Palo Alto Networks (NYSE: PANW) reported a wider loss in the second quarter of 2020 due to an increase in costs and expenses. The bottom line exceeded analysts’ expectations while the top line missed consensus estimates. Further, the company guided third-quarter revenue and earnings below the street’s view.
Net loss widened to $73.7 million from $2.6 million in the previous year quarter. Adjusted earnings decreased by 21% to $1.19 per share. Revenue jumped by 15% to $816.7 million. The consensus estimates EPS of $1.12 on revenue of $843.26 million for the second quarter.
The overall results showed many signs of positive momentum, notably billings for next-generation security offerings continued to perform very well. The top line was below the company’s forecast as a result of the continued impact of sales incentives related to next-generation security products from the prior fiscal year.

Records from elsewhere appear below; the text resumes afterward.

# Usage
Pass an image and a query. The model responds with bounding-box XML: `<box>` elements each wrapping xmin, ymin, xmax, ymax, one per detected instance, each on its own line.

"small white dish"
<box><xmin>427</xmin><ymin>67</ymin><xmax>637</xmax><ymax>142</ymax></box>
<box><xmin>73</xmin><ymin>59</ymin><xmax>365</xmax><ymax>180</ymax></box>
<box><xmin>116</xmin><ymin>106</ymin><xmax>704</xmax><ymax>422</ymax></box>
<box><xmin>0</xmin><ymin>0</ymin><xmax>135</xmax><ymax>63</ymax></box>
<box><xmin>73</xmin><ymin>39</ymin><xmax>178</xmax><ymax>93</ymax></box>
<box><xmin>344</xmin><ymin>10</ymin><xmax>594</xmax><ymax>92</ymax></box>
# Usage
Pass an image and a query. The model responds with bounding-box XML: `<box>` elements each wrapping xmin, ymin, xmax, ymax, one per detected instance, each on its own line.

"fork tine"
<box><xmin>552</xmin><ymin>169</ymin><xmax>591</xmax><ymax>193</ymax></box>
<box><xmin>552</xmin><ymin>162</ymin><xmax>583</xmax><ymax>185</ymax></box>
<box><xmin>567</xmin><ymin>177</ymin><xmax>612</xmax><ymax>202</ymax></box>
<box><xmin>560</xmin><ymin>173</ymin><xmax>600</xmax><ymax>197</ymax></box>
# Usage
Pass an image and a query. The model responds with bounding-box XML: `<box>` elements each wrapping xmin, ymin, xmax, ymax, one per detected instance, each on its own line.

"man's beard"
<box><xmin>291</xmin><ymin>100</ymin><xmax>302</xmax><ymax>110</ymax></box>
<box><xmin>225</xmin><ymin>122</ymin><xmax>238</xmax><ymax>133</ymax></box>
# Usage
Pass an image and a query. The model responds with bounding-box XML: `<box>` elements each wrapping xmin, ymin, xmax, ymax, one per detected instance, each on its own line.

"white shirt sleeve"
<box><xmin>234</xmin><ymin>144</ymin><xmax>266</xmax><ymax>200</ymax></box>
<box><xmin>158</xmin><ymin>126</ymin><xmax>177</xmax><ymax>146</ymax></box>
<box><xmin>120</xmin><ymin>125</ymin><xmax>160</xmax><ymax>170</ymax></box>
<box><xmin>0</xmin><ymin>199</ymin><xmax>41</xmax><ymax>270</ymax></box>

Looking ahead into the third quarter, the company expects billings to grow by 19-22% to the range of $0.98-1.0 billion, and revenue to increase by 15-17% to $835-850 million. Adjusted earnings are anticipated to be $0.96-0.98 per share. Analysts expect EPS of $1.25 on revenue of $873.02 million for the third quarter.
For fiscal 2020, Palo Alto now predicts billings to grow by 17-18% to the range of $4.075-4.125 billion and revenue to rise by 16-17% to the range of $3.35-3.39 billion. Adjusted earnings are anticipated to be in the range of $4.55-4.65 per share. The consensus estimates EPS of $4.96 on revenue of $3.47 billion for fiscal 2020.
The board of directors authorized the company to enter into a $1 billion accelerated share repurchase transaction. The company plans to enter into an ASR transaction with a financial institution during its fiscal third-quarter 2020. This is in addition to its $1 billion share repurchase program that was announced in February 2019. As of January 31, 2020, $801.9 million remained available for future share repurchases under this program.
For the second quarter, the top-line growth continues to reflect the increased adoption of its hybrid software-as-a-service (SaaS) revenue model, which consists of products, subscriptions, and support. The company believes this model will enable it to benefit from recurring revenue as it continues to grow installed end-customer base.
The company believes that the growth of its business and short-term and long-term success are dependent on many factors, including its ability to extend technology leadership, growing base of end-customers, expand deployment of platforms and support offerings within existing end-customers, and focus on end-customer satisfaction.